Le procès de l'élève accusé d'avoir tué la professeure Agnès Lassalle, en 2023, entre dans sa phase finale. La cour d’assises des mineurs des Pyrénées-Atlantiques doit rendre son verdict ce vendredi, pour déterminer la responsabilité pénale de l'accusé.
Le 22 février 2023, Agnès Lassalle, enseignante d'espagnol au collège-lycée privé catholique Saint-Thomas d'Aquin à Saint-Jean-de-Luz, a été poignardée en pleine classe. L’élève, alors âgé de 16 ans, aurait verrouillé la porte avant d'asséner un coup mortel au niveau du cœur, un acte qualifié de "coup sec" par ses camarades qui ont fui la scène.
La tragédie a profondément choqué la communauté éducative, entraînant une minute de silence dans les établissements à travers le pays.
Aujourd'hui âgé de 19 ans, l'accusé a vu sa personnalité examiné minutieusement au cours des quatre jours d'audience, qui se sont tenus à huis clos en raison de sa minorité au moment des faits. Les éléments de préméditation ont été mis en avant par l’accusation, qui a révélé qu'il avait planifié son acte en récupérant le couteau la veille, enroulé dans du papier essuie-tout pour le dissimuler dans son sac scolaire.
Déjà suivi pour une sévère dépression et ayant tenté de se suicider, le jeune homme a évoqué l'influence d'une "petite voix" l'incitant à passer à l'acte. Les expertises psychiatriques sont divergentes, certaines indiquant un discernement intact, tandis que d'autres estiment qu'il était altéré, voire aboli au moment des faits. Selon France Info, l'accusé pourrait faire face à une peine de 20 ans de réclusion criminelle, cependant cette peine pourrait être réduite à 13 ans si sa responsabilité est jugée altérée.

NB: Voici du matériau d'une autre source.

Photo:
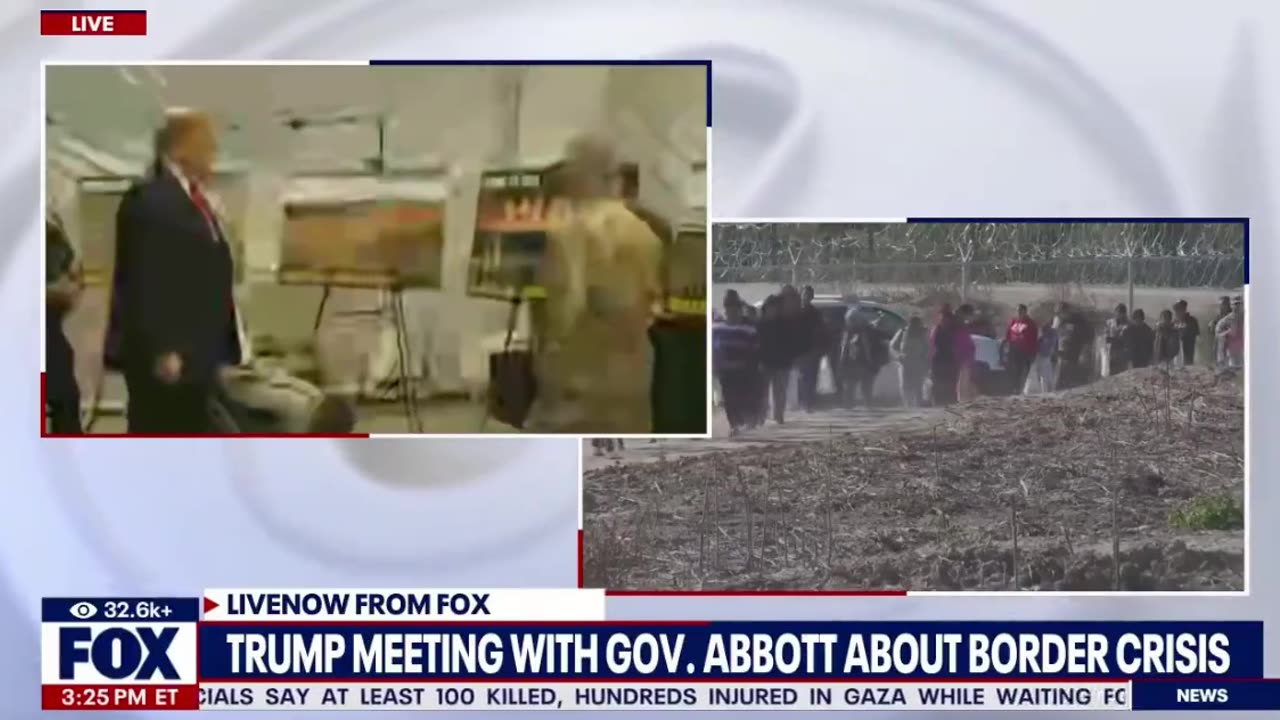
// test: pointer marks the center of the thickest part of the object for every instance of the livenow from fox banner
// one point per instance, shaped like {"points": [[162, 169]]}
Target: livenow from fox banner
{"points": [[376, 249], [553, 650], [950, 405]]}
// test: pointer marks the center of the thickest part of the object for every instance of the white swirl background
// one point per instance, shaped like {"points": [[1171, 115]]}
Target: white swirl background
{"points": [[822, 108]]}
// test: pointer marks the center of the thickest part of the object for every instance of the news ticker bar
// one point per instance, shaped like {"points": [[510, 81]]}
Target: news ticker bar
{"points": [[1110, 696], [248, 646]]}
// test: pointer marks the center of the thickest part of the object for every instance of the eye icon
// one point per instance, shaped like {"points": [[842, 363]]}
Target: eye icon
{"points": [[83, 610]]}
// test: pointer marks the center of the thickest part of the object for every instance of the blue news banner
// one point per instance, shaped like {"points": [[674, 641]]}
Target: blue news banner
{"points": [[154, 654]]}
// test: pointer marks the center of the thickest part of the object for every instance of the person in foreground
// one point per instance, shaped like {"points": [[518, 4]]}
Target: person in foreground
{"points": [[735, 360], [173, 314], [63, 287], [603, 279], [174, 328]]}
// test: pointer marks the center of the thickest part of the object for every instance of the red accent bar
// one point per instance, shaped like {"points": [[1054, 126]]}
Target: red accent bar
{"points": [[755, 593], [119, 697], [90, 22]]}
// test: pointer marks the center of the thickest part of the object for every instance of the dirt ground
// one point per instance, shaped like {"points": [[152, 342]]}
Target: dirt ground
{"points": [[1132, 483]]}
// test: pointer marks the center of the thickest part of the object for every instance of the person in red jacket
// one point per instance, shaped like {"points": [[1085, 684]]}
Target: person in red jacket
{"points": [[1023, 338]]}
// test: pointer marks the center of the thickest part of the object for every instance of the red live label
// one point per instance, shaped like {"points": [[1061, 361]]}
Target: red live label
{"points": [[88, 22]]}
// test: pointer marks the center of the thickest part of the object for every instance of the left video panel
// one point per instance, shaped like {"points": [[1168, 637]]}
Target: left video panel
{"points": [[376, 249]]}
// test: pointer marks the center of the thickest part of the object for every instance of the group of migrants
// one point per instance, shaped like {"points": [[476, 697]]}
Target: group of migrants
{"points": [[755, 352], [1130, 342]]}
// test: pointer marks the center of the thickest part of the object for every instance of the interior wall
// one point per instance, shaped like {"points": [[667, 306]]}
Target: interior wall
{"points": [[657, 115]]}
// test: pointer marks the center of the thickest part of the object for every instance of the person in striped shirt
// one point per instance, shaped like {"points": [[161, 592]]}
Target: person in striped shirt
{"points": [[736, 363]]}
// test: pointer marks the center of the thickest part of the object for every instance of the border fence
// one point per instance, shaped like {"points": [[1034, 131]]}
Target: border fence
{"points": [[973, 255]]}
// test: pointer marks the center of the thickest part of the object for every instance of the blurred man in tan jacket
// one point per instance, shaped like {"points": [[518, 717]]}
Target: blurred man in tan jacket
{"points": [[602, 273]]}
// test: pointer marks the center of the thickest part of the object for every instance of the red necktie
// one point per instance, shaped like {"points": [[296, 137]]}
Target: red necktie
{"points": [[202, 204]]}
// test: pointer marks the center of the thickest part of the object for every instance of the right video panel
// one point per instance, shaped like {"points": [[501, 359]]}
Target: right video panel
{"points": [[950, 406]]}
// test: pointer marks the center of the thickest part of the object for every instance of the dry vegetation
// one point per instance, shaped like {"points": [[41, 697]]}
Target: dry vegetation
{"points": [[1133, 483]]}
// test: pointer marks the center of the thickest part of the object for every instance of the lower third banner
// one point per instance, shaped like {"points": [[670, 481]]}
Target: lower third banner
{"points": [[670, 696]]}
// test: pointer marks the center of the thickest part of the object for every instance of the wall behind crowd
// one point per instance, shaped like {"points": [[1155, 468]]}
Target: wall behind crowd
{"points": [[457, 123]]}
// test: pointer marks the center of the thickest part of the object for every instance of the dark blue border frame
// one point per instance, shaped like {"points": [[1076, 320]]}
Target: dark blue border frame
{"points": [[570, 63], [1169, 220]]}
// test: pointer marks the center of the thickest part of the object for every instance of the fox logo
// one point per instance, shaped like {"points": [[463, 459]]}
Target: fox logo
{"points": [[118, 654]]}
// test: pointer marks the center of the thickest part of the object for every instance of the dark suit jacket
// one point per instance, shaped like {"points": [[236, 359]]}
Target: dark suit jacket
{"points": [[172, 286]]}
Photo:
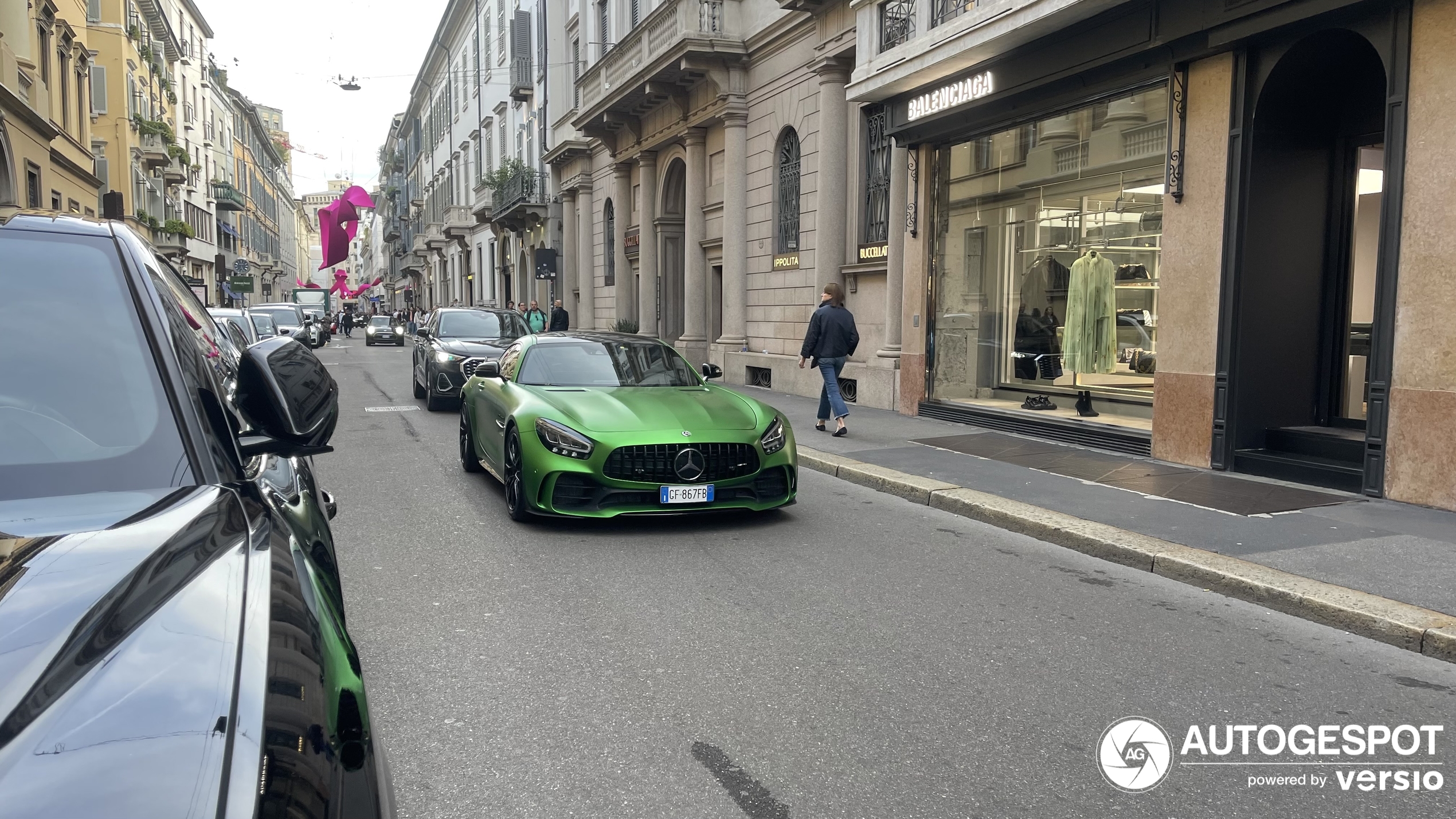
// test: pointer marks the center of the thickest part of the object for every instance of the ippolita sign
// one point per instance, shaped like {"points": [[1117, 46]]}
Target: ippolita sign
{"points": [[950, 96]]}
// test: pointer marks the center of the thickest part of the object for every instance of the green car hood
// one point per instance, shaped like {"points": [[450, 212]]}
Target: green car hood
{"points": [[647, 409]]}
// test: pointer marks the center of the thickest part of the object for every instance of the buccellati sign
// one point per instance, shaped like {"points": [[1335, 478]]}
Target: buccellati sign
{"points": [[956, 93]]}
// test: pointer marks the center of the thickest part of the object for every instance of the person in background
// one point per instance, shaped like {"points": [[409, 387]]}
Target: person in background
{"points": [[535, 319], [559, 319], [831, 341]]}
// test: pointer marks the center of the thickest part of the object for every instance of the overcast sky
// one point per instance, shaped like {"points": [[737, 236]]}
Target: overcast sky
{"points": [[286, 52]]}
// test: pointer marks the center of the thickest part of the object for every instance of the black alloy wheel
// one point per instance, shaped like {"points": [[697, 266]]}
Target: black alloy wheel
{"points": [[514, 483], [468, 460]]}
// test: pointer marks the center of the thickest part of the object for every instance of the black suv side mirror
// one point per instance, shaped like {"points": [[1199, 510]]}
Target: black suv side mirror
{"points": [[289, 398]]}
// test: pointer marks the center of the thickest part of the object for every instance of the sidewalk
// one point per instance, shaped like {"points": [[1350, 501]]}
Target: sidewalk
{"points": [[1395, 550]]}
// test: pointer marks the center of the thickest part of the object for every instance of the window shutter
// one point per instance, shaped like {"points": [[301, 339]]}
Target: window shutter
{"points": [[522, 36], [99, 89]]}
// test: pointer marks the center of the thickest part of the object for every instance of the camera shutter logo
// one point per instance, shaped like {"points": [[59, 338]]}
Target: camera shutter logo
{"points": [[1134, 754]]}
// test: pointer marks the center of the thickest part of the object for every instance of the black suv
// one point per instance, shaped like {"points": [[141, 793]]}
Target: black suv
{"points": [[172, 636]]}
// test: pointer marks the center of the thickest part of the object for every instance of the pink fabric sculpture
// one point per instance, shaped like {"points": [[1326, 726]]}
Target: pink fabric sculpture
{"points": [[338, 223]]}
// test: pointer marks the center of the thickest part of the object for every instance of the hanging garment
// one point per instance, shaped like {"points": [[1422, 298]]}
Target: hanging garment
{"points": [[1090, 341]]}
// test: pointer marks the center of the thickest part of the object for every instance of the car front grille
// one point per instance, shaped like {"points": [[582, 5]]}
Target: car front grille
{"points": [[653, 463]]}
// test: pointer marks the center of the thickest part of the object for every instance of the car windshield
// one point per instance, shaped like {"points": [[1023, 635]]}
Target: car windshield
{"points": [[281, 316], [606, 364], [481, 325], [68, 431]]}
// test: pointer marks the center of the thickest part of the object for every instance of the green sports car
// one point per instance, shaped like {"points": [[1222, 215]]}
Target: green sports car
{"points": [[599, 425]]}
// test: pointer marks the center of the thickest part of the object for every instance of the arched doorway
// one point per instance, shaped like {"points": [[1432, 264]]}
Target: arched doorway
{"points": [[673, 252], [1308, 265], [6, 171]]}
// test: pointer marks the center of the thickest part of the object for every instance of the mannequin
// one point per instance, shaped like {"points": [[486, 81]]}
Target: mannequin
{"points": [[1090, 342]]}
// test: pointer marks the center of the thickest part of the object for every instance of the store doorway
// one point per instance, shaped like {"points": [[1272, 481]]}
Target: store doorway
{"points": [[672, 253], [1309, 264]]}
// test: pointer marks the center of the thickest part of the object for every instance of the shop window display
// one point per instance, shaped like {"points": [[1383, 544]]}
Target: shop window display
{"points": [[1047, 262]]}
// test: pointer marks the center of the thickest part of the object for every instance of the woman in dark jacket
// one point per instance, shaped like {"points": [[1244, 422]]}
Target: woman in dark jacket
{"points": [[831, 341]]}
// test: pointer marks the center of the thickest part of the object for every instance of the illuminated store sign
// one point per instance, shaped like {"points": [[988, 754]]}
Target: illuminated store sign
{"points": [[953, 95]]}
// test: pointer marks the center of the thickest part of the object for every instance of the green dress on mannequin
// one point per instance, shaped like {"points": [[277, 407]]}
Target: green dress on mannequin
{"points": [[1090, 339]]}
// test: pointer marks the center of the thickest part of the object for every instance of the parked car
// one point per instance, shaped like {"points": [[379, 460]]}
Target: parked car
{"points": [[172, 629], [452, 336], [238, 325], [381, 331], [292, 322], [263, 323], [600, 425]]}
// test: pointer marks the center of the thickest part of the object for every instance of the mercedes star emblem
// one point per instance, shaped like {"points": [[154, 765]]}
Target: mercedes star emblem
{"points": [[689, 464]]}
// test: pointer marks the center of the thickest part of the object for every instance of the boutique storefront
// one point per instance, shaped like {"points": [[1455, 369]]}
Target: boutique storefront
{"points": [[1176, 229]]}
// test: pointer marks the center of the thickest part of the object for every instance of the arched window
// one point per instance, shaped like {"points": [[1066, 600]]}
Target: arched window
{"points": [[609, 244], [786, 239]]}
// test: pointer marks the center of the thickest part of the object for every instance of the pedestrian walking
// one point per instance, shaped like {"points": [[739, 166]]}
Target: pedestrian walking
{"points": [[536, 319], [559, 319], [831, 341]]}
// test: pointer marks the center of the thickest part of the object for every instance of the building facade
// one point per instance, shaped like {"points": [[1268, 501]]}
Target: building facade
{"points": [[47, 126]]}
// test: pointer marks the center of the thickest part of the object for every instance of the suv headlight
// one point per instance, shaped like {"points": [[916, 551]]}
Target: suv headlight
{"points": [[774, 437], [562, 440]]}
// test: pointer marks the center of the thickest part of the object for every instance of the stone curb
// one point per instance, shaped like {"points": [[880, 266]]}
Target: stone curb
{"points": [[1400, 625]]}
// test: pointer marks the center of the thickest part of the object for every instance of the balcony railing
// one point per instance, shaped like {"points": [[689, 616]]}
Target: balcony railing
{"points": [[526, 188], [663, 30], [228, 197]]}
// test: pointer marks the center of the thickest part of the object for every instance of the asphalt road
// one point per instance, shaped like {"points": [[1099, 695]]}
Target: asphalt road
{"points": [[852, 656]]}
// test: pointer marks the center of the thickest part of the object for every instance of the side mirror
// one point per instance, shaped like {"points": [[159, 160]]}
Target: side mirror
{"points": [[289, 399]]}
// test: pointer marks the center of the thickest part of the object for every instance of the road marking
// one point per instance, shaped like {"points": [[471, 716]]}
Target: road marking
{"points": [[749, 793]]}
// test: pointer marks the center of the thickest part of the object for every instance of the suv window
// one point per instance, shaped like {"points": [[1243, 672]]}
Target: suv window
{"points": [[84, 409]]}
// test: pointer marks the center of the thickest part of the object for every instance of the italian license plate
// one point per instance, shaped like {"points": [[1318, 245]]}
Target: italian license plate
{"points": [[688, 493]]}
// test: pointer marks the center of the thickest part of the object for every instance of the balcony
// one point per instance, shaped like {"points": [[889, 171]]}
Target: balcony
{"points": [[522, 83], [153, 150], [523, 201], [680, 42], [228, 197], [459, 223], [175, 172]]}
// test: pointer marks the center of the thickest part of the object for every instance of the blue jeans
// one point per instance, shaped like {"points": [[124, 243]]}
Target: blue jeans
{"points": [[829, 393]]}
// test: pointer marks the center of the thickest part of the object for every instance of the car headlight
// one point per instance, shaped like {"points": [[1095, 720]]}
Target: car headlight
{"points": [[774, 437], [562, 440]]}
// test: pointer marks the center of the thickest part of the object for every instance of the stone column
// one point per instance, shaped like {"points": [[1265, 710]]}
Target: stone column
{"points": [[586, 313], [622, 211], [694, 342], [568, 252], [735, 241], [647, 252], [832, 179], [896, 255]]}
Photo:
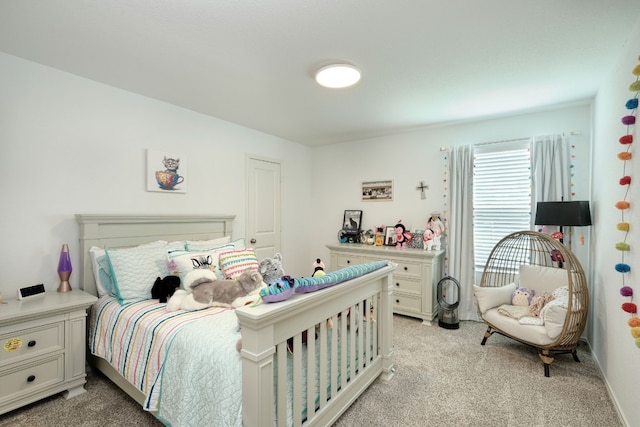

Lors des audiences, les témoignages des proches, notamment celui de Stéphane Voirin, compagnon d'Agnès Lassalle, ont eu un impact poignant; il avait rendu un hommage touchant en dansant seul près de son cercueil. Ce moment tragique avait ému le monde entier, illustrant la douleur de la perte d'un être cher dans un acte de violence incompréhensible.
Le verdict sera rendu après les plaidoiries des parties civiles et les interventions tant de l’avocate générale que de la défense. Les enjeux de ce jugement dépassent la simple question de la culpabilité et soulèvent une réflexion sur la jeunesse, la violence et les troubles mentaux dans notre société.